Dante Exum is the perfect choice here. He’s a good penetrator and solid passer. What’s more, because he’s 6’6’’, he should able to see over defenders for quick passes.
Exum also does a good job of scoring at the hoop, which makes him a scary dual threat. NBADraft.net sees flashes of Penny Hardway in him, and that potential could very well get him drafted in the top five.
If that’s the case, the Lakers could draft Oklahoma State’s Marcus Smart. He started playing point guard in college and did an admirable job at the position. He’s good at bullying defenders on his way to the basket with his stocky frame and finishes with the best of them.
However, Amin Elhassan of ESPN.com (membership required) submitted a detailed scouting report on Smart, and his weaknesses are far too problematic for the Lakers. Smart has little range on his jumper and is not a natural passer.
He only sees guys in his direct line of sight, which prevents him from scanning the floor and anticipating when a teammate is about to become open. Putting a ball-dominant guard that’s a poor passer alongside Kobe is probably a recipe for failure or simply an abundance of death stares.
That leaves the Lakers with Tyler Ennis of Syracuse. He’s a good passer and enjoys playing in the pick-and-roll. Ennis is as unselfish as they come and will more than likely do a great job spelling Steve Nash or starting in his place if Nash isn’t available.
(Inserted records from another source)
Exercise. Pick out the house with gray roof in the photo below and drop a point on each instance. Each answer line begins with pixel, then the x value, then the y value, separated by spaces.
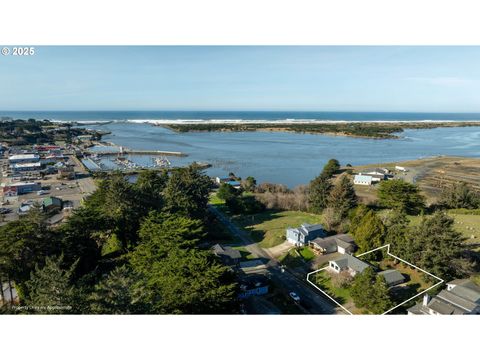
pixel 304 233
pixel 347 262
pixel 462 297
pixel 392 277
pixel 341 243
Should Kendall Marshall return, the Lakers would have a three-headed monster at point guard, which would be a plus given the injuries the team faced this year.
Some mock drafts (membership required) have Ennis going in the first 13 picks, but NBADraft.net has him falling all the way down to No. 25. Maybe the Lakers trade down in the draft if they can get a second-round pick out of transaction as well.
Granted, I’d be more inclined to make such a move only if L.A. could get two first-round picks.
The Lakers desperately need a wing player next to Bryant. Ideally, it would be a small forward with range who can also defend the opposition’s best outside scorer in short stints.
Kentucky’s James Young is an interesting prospect in this spot. He’s a left-handed scorer who can get to the basket and serve defenders with disrespect. Young is not a quality ball-handler, and his jumper needs work. Nonetheless, he has the physical tools to evolve and become a solid small forward.
He is an above-average athlete and usually produces good results in the vicinity of the basket.
On the flip side, his defense is a clear weakness. Bleacher Report’s Daniel O’Brien broke down his game in April:
Lastly, defense has been a weakness for Young more than Kentucky fans would like this season. He's made some lapses as a transition defender, which is inexcusable, and he's been burned too often against high-caliber playmakers. In addition, he's been out of position as a weakside helper on several occasions.
If Young’s offense was lights-out, the Lakers could justify picking him. He’s an attractive player in terms of scoring if we project improvement, but even then, Young looks like someone who will merely be a streaky scorer during his pro career.
Too many question marks.
Instead, the Lakers can trade down or acquire a late first-round pick to go after Wichita State’s Cleanthony Early. He won’t be a great offensive player, but he’s a serviceable 3-point shooter and a gamer.
Bleacher Report’s Mike Chiari offered this appraisal of Early in late March:
Early has great size at 6'8", and although he could benefit from filling out his frame a little bit more, the fact that he can shoot the ball so well should make him an immediate threat in the NBA. He may not possess the athletic ability that many of the prospective top picks do, but he is the type of player who simply finds ways to produce. There is no reason to believe that will change in the NBA.
Furthermore, he’s a tough and physical player, which should give the Lakers some type of resistance on the perimeter.
The Lakers probably won’t be able to fill all of their needs through the draft, but it’s certainly a great place to start. Los Angeles can begin shaping up the roster with youth to fill holes.